Abstract: TH-PO337

Par1b Is Protective to Cisplatin Induced Renal Tubular Injury

Session Information

Category: Acute Kidney Injury

  • 002 AKI: Repair and Regeneration

Authors

  • Pal, Abhijeet, Children's Hospital at Montefiore, Bronx, New York, United States
  • Chu, Philip, Albert Einstein College of Medicine, New York, New York, United States
  • Pullman, James M., Montefiore Medical Center, Bronx, New York, United States
  • Kaskel, Frederick J., Albert Einstein College of Medicine, Children's Hospital at Montefiore, Bronx, New York, United States
  • Reidy, Kimberly J., Children's Hospital at Montefiore/ Albert Einstein College of Medicine, Bronxville, New York, United States
Background

Nephrotoxic injury is an important contributor to childhood acute kidney injury (AKI). Partitioning defective(Par)1b is a serine threonine kinase member of Par polarity protein family. Dual loss of Par1b and its paralogue Par1a in mice leads to defects in Notch expression and glomerular and proximal tubule development. We identified increased expression of Par1b in proximal tubules in mouse models of AKI and in human kidney tissue with acute tubular necrosis(ATN). We hypothesized that Par1 proteins are protective and promote renal epithelial repair.

Methods

To test this, we used in vivo and in vitro approaches. We induced AKI in Par1b-/- (Par1b KO) mice with the proximal tubular nephrotoxin, cisplatin.
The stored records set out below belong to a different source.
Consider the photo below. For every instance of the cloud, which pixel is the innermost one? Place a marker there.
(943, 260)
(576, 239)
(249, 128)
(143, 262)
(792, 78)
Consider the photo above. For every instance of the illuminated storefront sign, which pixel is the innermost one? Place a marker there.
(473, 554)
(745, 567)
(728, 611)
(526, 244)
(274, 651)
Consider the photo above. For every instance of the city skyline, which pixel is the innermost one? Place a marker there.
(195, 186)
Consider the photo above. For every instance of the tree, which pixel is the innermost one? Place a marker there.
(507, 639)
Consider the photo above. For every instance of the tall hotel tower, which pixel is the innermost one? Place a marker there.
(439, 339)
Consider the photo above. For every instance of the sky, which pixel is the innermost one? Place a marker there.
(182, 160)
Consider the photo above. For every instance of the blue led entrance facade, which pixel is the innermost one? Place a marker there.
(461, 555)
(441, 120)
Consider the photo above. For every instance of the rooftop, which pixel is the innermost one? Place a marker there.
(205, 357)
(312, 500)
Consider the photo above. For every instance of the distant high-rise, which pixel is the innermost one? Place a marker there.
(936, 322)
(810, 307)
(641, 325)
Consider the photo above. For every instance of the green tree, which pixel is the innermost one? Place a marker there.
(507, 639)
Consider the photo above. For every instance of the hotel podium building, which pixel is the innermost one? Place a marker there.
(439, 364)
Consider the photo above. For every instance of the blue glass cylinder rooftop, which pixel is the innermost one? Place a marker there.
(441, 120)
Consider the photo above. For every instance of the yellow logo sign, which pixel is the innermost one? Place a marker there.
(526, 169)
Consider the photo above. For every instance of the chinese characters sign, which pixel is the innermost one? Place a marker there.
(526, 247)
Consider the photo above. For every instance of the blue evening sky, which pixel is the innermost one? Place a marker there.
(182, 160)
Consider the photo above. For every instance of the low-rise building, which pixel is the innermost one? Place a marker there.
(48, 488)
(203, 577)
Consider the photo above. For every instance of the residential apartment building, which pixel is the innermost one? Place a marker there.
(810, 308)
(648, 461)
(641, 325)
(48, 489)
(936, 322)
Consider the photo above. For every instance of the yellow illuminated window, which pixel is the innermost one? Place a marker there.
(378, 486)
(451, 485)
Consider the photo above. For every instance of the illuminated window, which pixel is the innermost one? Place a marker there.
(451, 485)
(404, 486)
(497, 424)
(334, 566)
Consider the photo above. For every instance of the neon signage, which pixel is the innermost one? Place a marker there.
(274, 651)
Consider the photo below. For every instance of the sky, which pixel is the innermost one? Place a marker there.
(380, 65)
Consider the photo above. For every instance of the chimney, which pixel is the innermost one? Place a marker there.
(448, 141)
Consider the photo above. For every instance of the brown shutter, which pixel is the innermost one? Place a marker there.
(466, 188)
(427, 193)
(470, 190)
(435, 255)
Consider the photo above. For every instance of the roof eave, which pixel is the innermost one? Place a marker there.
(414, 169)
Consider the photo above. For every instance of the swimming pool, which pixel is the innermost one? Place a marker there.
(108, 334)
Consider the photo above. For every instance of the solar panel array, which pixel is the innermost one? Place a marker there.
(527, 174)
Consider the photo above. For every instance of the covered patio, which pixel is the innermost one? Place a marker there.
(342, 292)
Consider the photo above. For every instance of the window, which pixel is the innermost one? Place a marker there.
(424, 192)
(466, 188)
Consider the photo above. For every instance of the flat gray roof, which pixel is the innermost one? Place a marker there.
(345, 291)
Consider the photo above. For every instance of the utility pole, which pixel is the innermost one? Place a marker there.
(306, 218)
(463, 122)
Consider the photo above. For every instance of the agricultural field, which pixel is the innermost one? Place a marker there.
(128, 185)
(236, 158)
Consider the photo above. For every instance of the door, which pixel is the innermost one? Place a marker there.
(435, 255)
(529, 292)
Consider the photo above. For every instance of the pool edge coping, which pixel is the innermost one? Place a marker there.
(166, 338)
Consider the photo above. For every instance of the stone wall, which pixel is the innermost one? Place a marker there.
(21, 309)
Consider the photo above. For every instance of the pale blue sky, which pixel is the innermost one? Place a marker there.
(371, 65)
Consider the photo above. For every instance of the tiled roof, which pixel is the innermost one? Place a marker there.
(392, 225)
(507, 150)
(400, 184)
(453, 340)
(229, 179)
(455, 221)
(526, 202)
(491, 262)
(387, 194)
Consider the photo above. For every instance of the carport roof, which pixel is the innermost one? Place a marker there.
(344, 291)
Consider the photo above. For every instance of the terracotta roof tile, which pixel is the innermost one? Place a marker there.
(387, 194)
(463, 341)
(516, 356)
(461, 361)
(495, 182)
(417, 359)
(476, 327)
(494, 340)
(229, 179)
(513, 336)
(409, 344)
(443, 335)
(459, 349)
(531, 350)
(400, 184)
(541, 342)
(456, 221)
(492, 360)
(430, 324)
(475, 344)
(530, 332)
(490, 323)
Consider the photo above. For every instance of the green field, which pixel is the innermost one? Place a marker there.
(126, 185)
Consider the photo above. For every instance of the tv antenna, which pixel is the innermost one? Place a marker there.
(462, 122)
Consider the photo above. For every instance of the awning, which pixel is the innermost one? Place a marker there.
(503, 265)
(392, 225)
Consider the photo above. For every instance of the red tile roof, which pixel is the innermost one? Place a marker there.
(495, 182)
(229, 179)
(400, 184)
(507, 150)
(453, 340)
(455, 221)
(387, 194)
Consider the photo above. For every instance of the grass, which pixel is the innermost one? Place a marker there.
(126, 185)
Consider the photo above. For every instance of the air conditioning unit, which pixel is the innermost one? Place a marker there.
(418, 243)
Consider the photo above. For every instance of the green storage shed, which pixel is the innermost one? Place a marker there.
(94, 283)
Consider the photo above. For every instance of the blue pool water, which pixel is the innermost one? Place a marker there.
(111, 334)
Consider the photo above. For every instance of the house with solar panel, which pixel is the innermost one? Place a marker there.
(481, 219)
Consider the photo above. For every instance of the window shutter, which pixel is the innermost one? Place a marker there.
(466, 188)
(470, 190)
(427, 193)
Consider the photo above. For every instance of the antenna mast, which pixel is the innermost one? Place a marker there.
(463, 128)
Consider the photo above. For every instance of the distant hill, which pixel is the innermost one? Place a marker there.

In addition, loss of function was studied using primary proximal tubular cultures from Par1b KO and WT mice. For gain of function, adenoviral constructs were used to overexpress Par1b or control constructs in primary proximal tubular cultures.

Results

Par1b KO mice developed more severe ATN, with higher tubular injury scores and higher Kim-1 levels. Cytoskeletal architecture and cell-extracellular matrix structures were severely disrupted in cisplatin injected Par1b KO kidneys compared to WT as demonstrated by immunostaining of adhesion molecules (e-cadherin, β-catenin, and β1-integrin). To identify the mechanisms underlying the increased injury, we examined the effect of loss of Par1b on apoptosis and necrosis. Par1b deletion led to increased apoptosis following cisplatin treatment, as demonstrated by increased TUNEL staining in vivo and increased cleaved caspase 3 staining in vitro. Increased necroptosis was also demonstrated by increased RIP-1 levels in the Par1b KO kidneys. In WT kidneys, cisplatin exposure induced renal repair pathways, as evidenced by increased expression of Wnt4 and its effectors Axin2 and Lhx1 along with increased levels of activated cleaved Notch2 receptor and increased expression of its effectors Hes1 and Hes5. This effect was attenuated in Par1b KO kidneys. Par1b overexpression in proximal tubular cells showed increased cell viability following cisplatin treatment, demonstrating a protective role for Par1b.

Conclusion

Both in vivo and in vitro studies support the protective role for Par1b in cisplatin induced ATN. Further defining Par1b targets may lead to therapeutic options to prevent cisplatin induced AKI in the future.